My only real complaint is that Jews Don’t Count isn’t exactly a book, and not only because it’s remarkably brief. Many passages in this book feel less like well-argued prose or a well-told story than like a hastily written email, or notes for a stand-up act, or a Twitter thread. In fact, a remarkable percentage of this book actually is from a Twitter thread. Many pages of this brief book are filled with screenshots taken from Twitter, written at a level of inanity that’s startling for anyone used to reading, well, books.

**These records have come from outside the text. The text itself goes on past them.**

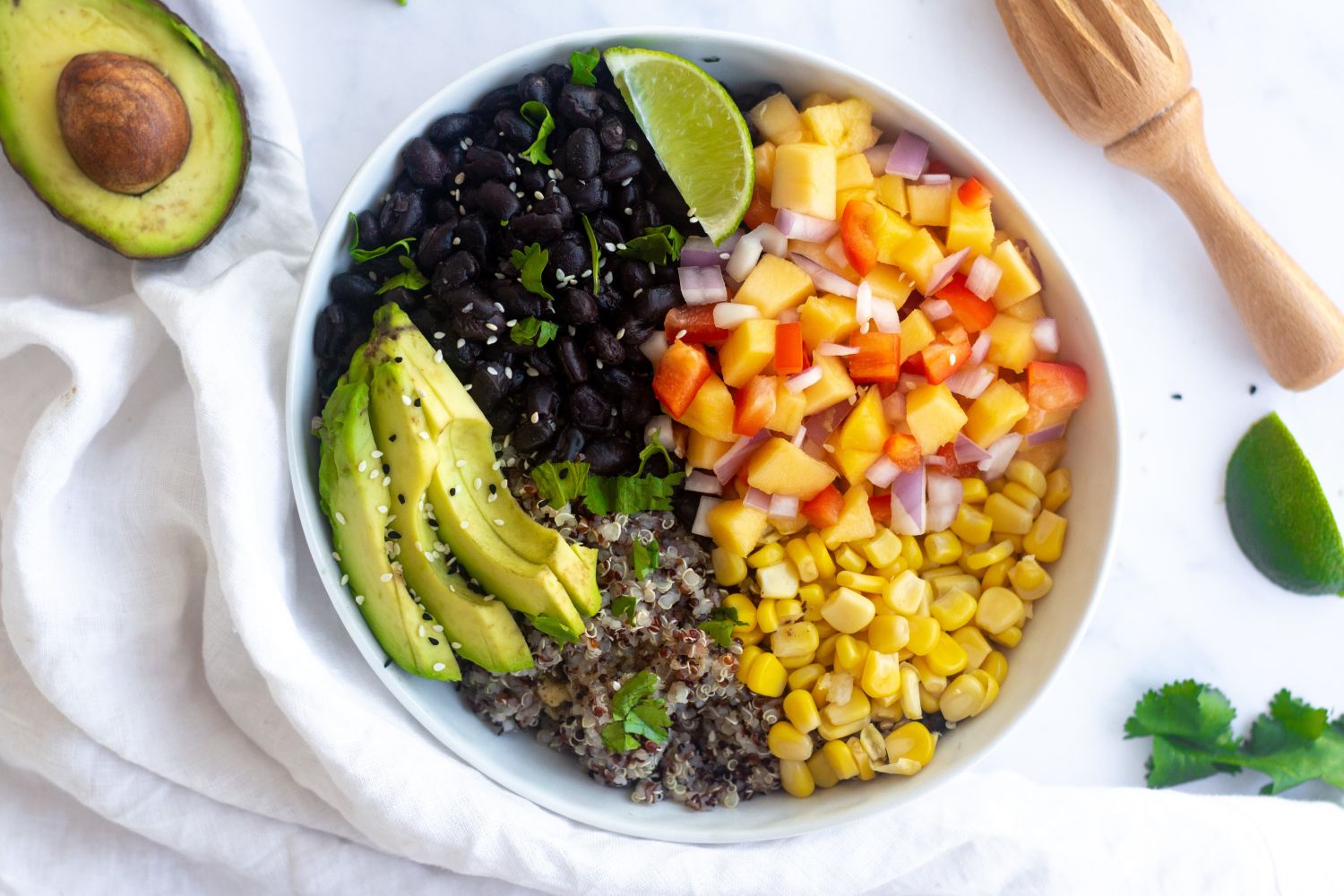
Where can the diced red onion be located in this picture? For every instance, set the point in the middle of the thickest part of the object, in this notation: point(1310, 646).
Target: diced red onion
point(784, 506)
point(970, 382)
point(806, 228)
point(984, 277)
point(702, 514)
point(1045, 333)
point(882, 471)
point(1000, 452)
point(943, 271)
point(757, 500)
point(943, 501)
point(703, 482)
point(728, 314)
point(968, 452)
point(1047, 435)
point(803, 381)
point(824, 280)
point(655, 347)
point(702, 285)
point(733, 460)
point(908, 156)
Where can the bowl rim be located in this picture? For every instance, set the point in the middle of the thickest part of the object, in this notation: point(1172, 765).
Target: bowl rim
point(312, 521)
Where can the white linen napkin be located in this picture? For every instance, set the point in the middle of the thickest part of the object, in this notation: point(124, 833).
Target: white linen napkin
point(182, 712)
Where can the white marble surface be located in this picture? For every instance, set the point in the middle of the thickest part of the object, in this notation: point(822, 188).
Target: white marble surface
point(1180, 600)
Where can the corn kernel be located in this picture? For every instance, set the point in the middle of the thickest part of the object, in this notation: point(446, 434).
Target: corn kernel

But, of course, the reductive stupidity of having to write about this at all is Baddiel’s point. I wish nobody had to write these books. But I’m endlessly grateful that somebody did.

Comments

  1. Houthakker

    The only hope, I fear, is to work quite hard at understanding exactly what problems people are trying to solve by reaching for that cheap and ready-made habit of thinking (anti {semitism, Zionism, Judaism, or any other name}).

    The deeper our understanding of its role in particular moments and societies, the more hope we might have of helping the buyers to notice that these explanations ("our problems are caused by 'the wicked'" ) and these implicit solutions ("smite the wicked !" – often some variant of "the Jews" or "Israel") simply don't work. They always leave the real problems undiagnosed, unsolved, festering.

    David Nirenberg's "Anti-Judaism" makes a helpful start, I think, in focusing less on the sheer destructiveness and irrationality – that, alas, we know too well already – and more on how exactly this thing works, what the buyers are really coping with, and trying to solve with it, and why it is cheaply available, and has been for some time.